According to the OBR, growth projections for the UK peak at 2.5% before falling back below 2% over the next five years. Yet theory tells us that an economy needs to grow by at least 3% per year in order to double per-capita incomes in a generation, which is about 25 years, and, in so doing, make meaningful progress in living standards. From my reading of the Budget, we can see the beginnings of a credible growth plan, although it seems concerning that corporation tax in 2023-24 has been reaffirmed to rise from 19% to 25%. Surely, there is more work to be done to unburden companies from excessive regulation—after all, there is no credible path to strong, sustainable economic growth if the economy is subjected to both high tax and high regulation.
This House has an important role in reinvigorating the British economy and, relatedly, Britain’s standing in the world. Jump starting economic growth must mean multi-decade commitments and investments today in key areas, such as technology, the environment and the energy transition. To accomplish this, we need both public and private investment. In this Spring Budget, I am encouraged to see government pledges to drive investment, including corporation tax relief worth £25 billion to businesses over the next three years and investment in technology R&D worth £1.8 billion. In energy, I am pleased to see a commitment of up to £20 billion in carbon capture projects. Notably, I share the belief that investment in nuclear energy must be part of a green taxonomy; it is crucial to Britain’s energy security.

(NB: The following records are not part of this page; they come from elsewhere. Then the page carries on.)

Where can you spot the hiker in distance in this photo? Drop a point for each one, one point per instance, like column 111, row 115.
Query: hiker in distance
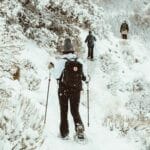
column 69, row 74
column 124, row 29
column 90, row 39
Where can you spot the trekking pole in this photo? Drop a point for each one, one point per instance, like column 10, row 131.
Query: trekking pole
column 49, row 79
column 88, row 102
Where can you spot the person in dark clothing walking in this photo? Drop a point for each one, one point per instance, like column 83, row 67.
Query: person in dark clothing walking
column 124, row 29
column 90, row 39
column 69, row 90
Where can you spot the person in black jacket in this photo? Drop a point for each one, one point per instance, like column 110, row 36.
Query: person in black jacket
column 124, row 29
column 90, row 39
column 70, row 85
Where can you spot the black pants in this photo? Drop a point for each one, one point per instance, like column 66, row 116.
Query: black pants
column 66, row 96
column 90, row 51
column 124, row 36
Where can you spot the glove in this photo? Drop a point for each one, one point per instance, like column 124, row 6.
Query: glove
column 51, row 65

If the United Kingdom is to remain competitive in the intensifying contest for global private investment, the Government must also continue to telegraph time-consistent policies. These policies reduce economic uncertainty and offer investors confidence that, when they invest in Britain, they can reasonably expect to generate returns above the cost of capital. Crucially, policy-framing must not merely be obsessed with risk mitigation and setting rules for what we cannot and must not do; it must also point towards innovation and investments that catalyse economic growth, as we have seen in this Budget.
The world’s population has now surpassed 8 billion people, with estimates that nearly 90% of the world’s population lives in the developing world. Having been born in Zambia and having spent my formative years in Africa, I am acutely aware of how the rapid shifts and trends emerging from these developing regions—demographics, resource scarcity and geopolitics—are shaping the prospects for growth in Britain and the global economy in its entirety. The fact that I stand here today is a testament that, here too in this Chamber, there is a recognition that the perspectives from these emerging regions must continue to be represented in the important work that we do.